If a price ceiling is set at P1, the quantity demanded will rise to q1 quantity supplied will fall to q2. Quantity actually exchange will be q2.
Excess demand is q1 — q2 This would result in black marketing. B marketeers would buy q2 at the controlled price of P1 and sell at the price P2, earning the profits shown by the shaded areas in the above diagram.
Agricultural Stabilization Program: Since agricultural production is subjected to the vagaries of nature, there have been significant fluctuations in the crop production during the year which in turn lead to wide fluctuations in the prices and incomes of the farmers.
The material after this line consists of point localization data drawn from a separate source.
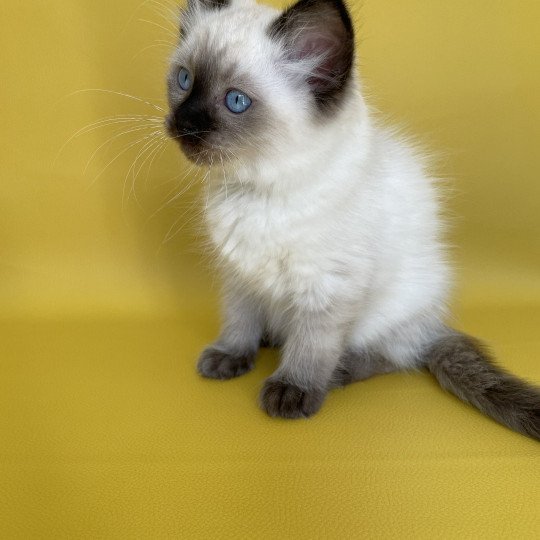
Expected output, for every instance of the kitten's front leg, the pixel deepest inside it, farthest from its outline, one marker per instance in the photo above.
(311, 353)
(233, 354)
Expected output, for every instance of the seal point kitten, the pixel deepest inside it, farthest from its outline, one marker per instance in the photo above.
(326, 226)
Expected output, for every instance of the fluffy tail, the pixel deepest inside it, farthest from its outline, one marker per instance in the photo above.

These effects are more pronounced because farm products often have inelastic demands. Therefore, the government intervenes in agricultural markets to reduce price fluctuations and stabilize producers income. This is called Agricultural Stabilization Program by appropriate government intervention. This may be shown with the help of the following diagram:
Here, DD is the demand curve, SS is the planned supply curve, OP1 is the equilibrium price and OQ1 is the equilibrium output. However, actual production fluctuates between Q2 and Q3 because of variations in weather. These fluctuations cause the free-market price to fluctuate between
P2 and P3, To stabilize income, any given output must be sold at a price which is determined by drawing a D1D1 curve of unit elasticity (η = 1).
This curve is a rectangular hyperbola which has a property that area under this curve is constant for all combinations of P and Q. So that it gives equal income (P x Q) at all points. When production is q3(say due to number harvest), then the market price must be held at P5(determined from D1D1 with η = 1) if income is to be unchanged. But at market price P5, the public desire to buy only Q5 and the government must buy up the remaining production, Q3— Q5 and add it to its stocks. Farmers income will be P5 X Q3 (given by the rectangular hyperbola demand curve D1D1) which is equal to P1 x Q1.
When production = Q2, price must be allowed to rise to P4. But at prick P4, the public desires to buy Q4, so the government must sell Q4— Q2 out of its stock. The farmers incomes again stabilized as the area P4Q2 = the area P1Q1. Hence appropriate government intervention in agricultural markets can reduce price fluctuations and stabilize producers revenue.